[
https://issues.apache.org/jira/browse/CASSANDRA-19546?page=com.atlassian.jira.plugin.system.issuetabpanels:all-tabpanel
]
Cheng Wang updated CASSANDRA-19546:
-----------------------------------
Description:
There are cases (e.g in our system_views tables but might be applicable for
user tables as well) when a column is of a type which represents number of
bytes. However, it is quite hard to parse a value for a human to have some
estimation what that value is. This function looks at values in a column as if
it was in bytes, and it will convert it to whatever a user pleases. Supported
units are: {{{}B{}}}, {{{}KiB{}}}, {{MiB}} and {{{}GiB{}}}. The result will be
rounded to two decimal places.
I propose this:
{code:java}
CREATE TABLE ks.tb (
id int PRIMARY KEY,
val bigint
) {code}
{code:java}
cqlsh> select * from ks.tb;
id | val
----+----------------
5 | 60000
1 | 1234234
2 | 12342341234234
4 | 60001
7 | null
6 | 43
3 | 123423 {code}
{code:java}
cqlsh> select format_bytes(val) from ks.tb;
system.format_bytes(val)
--------------------------
58.59 KiB
1.18 MiB
11494.7 GiB
58.59 KiB
null
43 B
120.53 KiB{code}
I also propose that this format_bytes function (name of it might be indeed
discussed and it is just a suggestion) should be only applicable for int,
smallint, bigint and varint types. I am not sure how to apply this to e.g.

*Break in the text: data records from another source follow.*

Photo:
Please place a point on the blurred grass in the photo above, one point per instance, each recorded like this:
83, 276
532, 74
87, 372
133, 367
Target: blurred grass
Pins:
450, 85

"float" or similar. As I mentioned, it is meant to convert just number of
bytes, which is just some number, to a string representation of that and I do
not think that applying that function to anything else but these types makes
sense.
The second way to call {{format_bytes}} functions is to specify into what size
unit we would like to see all values to be converted to. For example, we want
all size to be represented in mebibytes, hence we do:
{code:java}
cqlsh> select format_bytes(val, 'MiB') from ks.tb;
system.format_bytes(val, 'MiB')
----------------------------------
0.06 MiB
1.18 MiB
11770573.84 MiB
0.06 MiB
null
0 MiB
0.12 MiB {code}
Lastly, we can specify a source unit and a target unit. A source unit tells
what unit that column is logically of, the target unit tells what unit we want
these values to be converted to. For example, if we know that our column is
logically in kibibytes and we want them to be converted into mebibytes, we
would do:
{code:java}
cqlsh> select format_bytes(val, 'Kib', 'MiB') from ks.tb;
system.format_bytes(val, 'KiB', 'MiB')
----------------------------------------
58.59 MiB
1205.31 MiB
12053067611.56 MiB
58.59 MiB
null
0.04 MiB
120.53 MiB {code}
Similarly to {*}{{format_bytes}}{*}, we can do transformations on duration-like
columns, namely {*}format_time{*}.
Supported units are: {{{}d{}}}, {{{}h{}}}, {{{}m{}}}, {{{}s{}}}, {{{}ms{}}},
{{{}us{}}}, {{{}µs{}}}, {{{}ns{}}}. Supported column types on which this
function is possible to be applied: {{{}INT{}}}, {{{}TINYINT{}}},
{{{}SMALLINT{}}}, {{{}BIGINT{}}}, {{{}VARINT{}}}, {{{}ASCII{}}}, {{{}TEXT{}}}.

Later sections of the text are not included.